Question about the following code.

You might want to try something like this, but yes it uses more CPU and memory.

#define YOUR_ARRAY_SIZE 256
#include <string.h>

char * getName(){
    char buf[YOUR_ARRAY_SIZE];
    sprintf(buf,name);
    return &buf[0];
}

Yes, it's more efficient to just pass the pointer.

It adds security if that pointer is const. Thus, user of the class cannot modify the array member - preventing array overruns.

If it's needed to be able to modify the name without using any class members, then the user can copy that name to an array or string they allocated, and be able to safely modify that.
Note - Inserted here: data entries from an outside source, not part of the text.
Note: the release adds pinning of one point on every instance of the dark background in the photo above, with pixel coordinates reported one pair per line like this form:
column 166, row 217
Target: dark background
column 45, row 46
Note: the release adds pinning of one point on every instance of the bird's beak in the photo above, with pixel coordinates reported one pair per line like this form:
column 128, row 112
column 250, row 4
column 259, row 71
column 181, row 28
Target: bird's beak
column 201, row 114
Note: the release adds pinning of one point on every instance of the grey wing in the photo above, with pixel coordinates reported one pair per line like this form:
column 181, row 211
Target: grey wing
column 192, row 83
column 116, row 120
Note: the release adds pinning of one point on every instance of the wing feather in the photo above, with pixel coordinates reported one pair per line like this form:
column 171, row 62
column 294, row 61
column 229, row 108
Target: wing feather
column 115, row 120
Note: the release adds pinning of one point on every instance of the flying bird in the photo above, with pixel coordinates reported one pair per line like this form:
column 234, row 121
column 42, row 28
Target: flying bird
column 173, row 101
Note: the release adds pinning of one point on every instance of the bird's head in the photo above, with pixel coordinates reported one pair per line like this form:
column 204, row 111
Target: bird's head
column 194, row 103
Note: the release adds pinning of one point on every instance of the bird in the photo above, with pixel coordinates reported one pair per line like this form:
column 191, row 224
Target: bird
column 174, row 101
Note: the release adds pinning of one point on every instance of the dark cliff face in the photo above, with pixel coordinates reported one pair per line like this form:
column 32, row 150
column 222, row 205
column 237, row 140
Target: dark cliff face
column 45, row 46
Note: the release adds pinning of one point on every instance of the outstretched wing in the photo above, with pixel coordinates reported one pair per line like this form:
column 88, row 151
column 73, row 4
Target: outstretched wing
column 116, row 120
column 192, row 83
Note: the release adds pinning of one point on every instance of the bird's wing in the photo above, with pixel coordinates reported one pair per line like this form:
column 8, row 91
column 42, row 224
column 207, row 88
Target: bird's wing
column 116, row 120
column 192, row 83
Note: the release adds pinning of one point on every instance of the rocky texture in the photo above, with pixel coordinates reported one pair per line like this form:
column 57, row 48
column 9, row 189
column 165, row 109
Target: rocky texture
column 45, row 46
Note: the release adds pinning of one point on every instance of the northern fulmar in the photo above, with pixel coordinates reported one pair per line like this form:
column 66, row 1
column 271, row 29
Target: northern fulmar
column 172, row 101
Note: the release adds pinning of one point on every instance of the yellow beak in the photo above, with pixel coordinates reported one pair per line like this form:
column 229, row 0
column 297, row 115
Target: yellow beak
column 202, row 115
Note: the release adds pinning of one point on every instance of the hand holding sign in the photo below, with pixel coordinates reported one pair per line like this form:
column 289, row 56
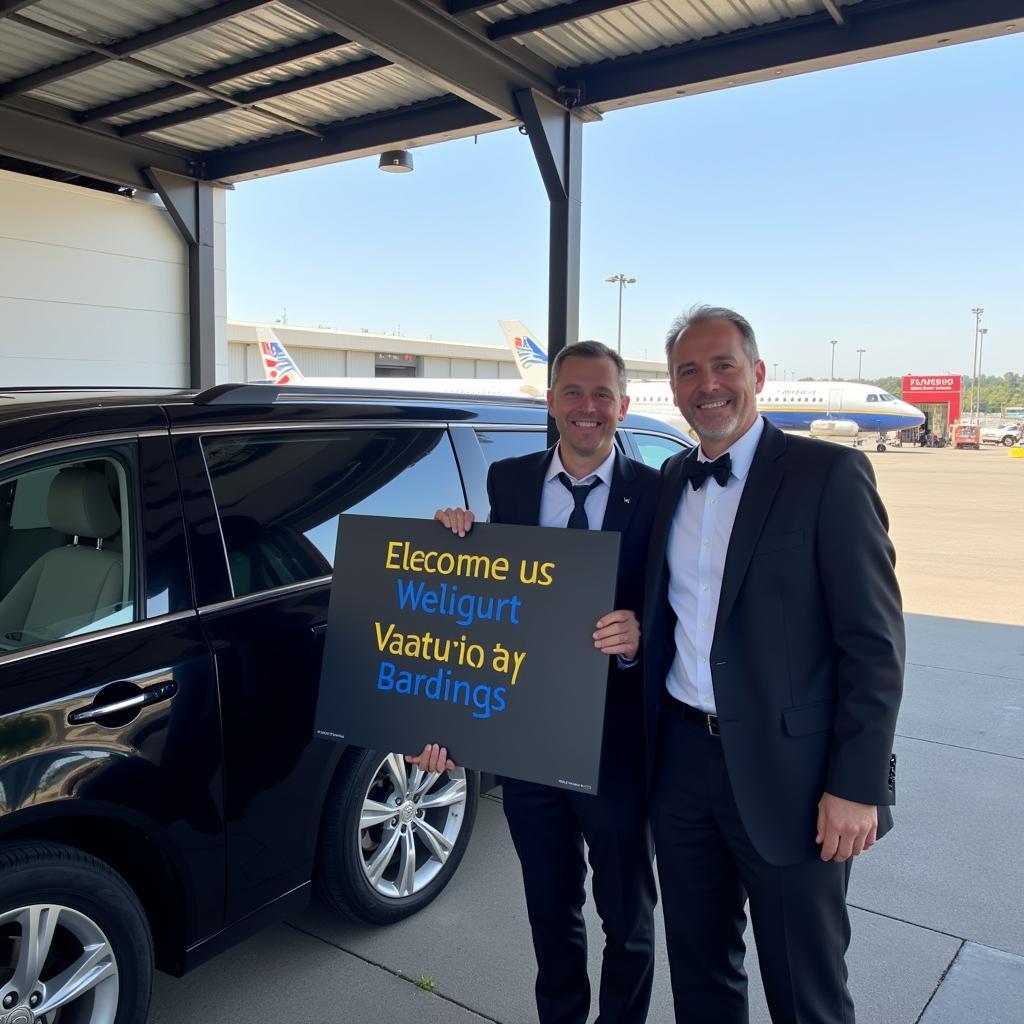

Consider the string type. This code results in a compiler error

string s = "Hello, World";
s.c_str( )[0] = 'h';

While this would work

string s = "Hello, World";
char str[100];
strcpy( str, s.c_str( ) );
str[0] = 'h';

Please be VERY CAREFUL with this code.

Consider

// THIS IS VERY VERY WRONG!!!!
char * getName(){
    char buf[YOUR_ARRAY_SIZE];
    sprintf(buf,name);
    return &buf[0];
}

The code above is a runtime error, the problem is the you have a local variable (buf) and that goes out of scope at the end of the function. BUT you are passing the pointer to that memory, which you expect to use!!! It is possible/likely that sometime later the program will use that space for something else. Then you will have corrupted the string you are looking at, or even worst you might actually change it!!!!

The orginal is correct, if you want a copy (to manipulate) then make a local copy out of the methods. If you want to change a buffer in the class use a class method.

Sorry for the rant but this kind of error, is normally (a) Very difficult to debug, (b) dormant for a long while so it ends up in customers code.